Reputation: 496
Currently I have a query giving me this results coming from table "Logs":
S.ID S.INDEX E.ID TIME Secs
1 1 1 2018-05-14 16:07:48.527
2 2 1 2018-05-14 16:08:02.967 14
3 3 1 2018-05-14 16:08:21.750 19
10 1 2 2018-05-14 16:07:46.983
11 2 2 2018-05-14 16:08:00.883 14
12 3 2 2018-05-14 16:09:19.830 79
13 4 2 2018-05-14 16:09:49.907 30
29 1 3 2018-05-14 16:08:02.490
30 2 3 2018-05-14 16:08:06.717 04
The column "Secs" was wrote by hand here, those are the values I need.

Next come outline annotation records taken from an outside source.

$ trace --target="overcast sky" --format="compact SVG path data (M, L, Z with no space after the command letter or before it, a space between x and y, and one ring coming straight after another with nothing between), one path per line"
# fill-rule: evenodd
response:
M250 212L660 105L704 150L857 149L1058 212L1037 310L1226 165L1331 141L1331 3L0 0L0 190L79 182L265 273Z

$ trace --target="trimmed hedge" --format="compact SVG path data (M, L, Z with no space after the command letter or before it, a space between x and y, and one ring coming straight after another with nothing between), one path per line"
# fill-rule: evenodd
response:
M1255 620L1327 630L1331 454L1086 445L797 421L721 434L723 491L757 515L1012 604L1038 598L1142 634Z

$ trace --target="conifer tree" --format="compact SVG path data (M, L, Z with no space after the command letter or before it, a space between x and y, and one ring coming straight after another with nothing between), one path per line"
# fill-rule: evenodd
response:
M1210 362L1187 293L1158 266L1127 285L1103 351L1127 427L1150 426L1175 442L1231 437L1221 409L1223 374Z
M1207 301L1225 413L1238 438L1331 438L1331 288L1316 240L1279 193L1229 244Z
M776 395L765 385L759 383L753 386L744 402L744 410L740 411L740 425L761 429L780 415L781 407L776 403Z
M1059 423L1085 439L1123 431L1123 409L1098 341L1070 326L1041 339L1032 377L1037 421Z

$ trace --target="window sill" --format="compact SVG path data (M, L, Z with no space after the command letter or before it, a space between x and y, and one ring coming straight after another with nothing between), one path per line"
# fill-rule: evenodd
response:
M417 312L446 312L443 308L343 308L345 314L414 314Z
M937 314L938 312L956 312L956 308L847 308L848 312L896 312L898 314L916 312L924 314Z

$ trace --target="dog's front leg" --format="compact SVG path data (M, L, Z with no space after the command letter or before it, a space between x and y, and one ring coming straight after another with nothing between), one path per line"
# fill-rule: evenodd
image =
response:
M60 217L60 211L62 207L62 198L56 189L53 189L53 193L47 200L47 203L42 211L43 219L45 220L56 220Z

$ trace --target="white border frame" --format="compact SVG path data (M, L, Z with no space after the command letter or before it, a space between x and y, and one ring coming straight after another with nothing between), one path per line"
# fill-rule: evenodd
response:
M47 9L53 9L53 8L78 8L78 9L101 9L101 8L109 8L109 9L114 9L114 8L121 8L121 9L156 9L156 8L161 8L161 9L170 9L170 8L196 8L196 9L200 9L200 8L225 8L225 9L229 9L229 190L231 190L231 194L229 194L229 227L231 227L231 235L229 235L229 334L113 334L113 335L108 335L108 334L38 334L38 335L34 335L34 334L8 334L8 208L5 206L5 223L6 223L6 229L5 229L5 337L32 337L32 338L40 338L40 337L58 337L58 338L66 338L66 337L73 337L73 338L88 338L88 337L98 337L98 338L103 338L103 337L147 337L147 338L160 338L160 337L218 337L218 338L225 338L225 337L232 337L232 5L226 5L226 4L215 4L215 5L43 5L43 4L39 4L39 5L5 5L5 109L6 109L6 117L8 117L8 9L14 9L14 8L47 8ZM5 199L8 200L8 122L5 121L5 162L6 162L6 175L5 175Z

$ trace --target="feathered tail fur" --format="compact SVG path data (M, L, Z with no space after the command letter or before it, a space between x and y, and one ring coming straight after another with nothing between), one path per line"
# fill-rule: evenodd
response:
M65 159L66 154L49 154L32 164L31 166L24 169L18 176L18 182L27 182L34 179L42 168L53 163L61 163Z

Already tried to use DATEDIFF but since S.ID is not consecutive (it depends on E.ID) I'm not getting the right results.
How can I make a query to return the right values? I imagine I should take E.ID in consideration since it's the only thing that remains the same during the "same" incrementation and that if I see a 1 in S.INDEX I should reset counting.
Upvotes: 0
Views: 62
Reputation: 15941
This should work, as long as the pattern I described in my original comment is guaranteed:
SELECT a.*, TO_SECONDS(a.TIME) - TO_SECONDS(b.TIME) AS `Secs`
FROM theTable AS s
LEFT JOIN theTable AS b ON a.`e.id` = b.`e.id` AND a.`s.id` = b.`s.id` + 1
;
Additionally, if there is always a gap between different e.id value's s.id values, the e.id comparison is not actually needed, though still makes the intent of the query clearer.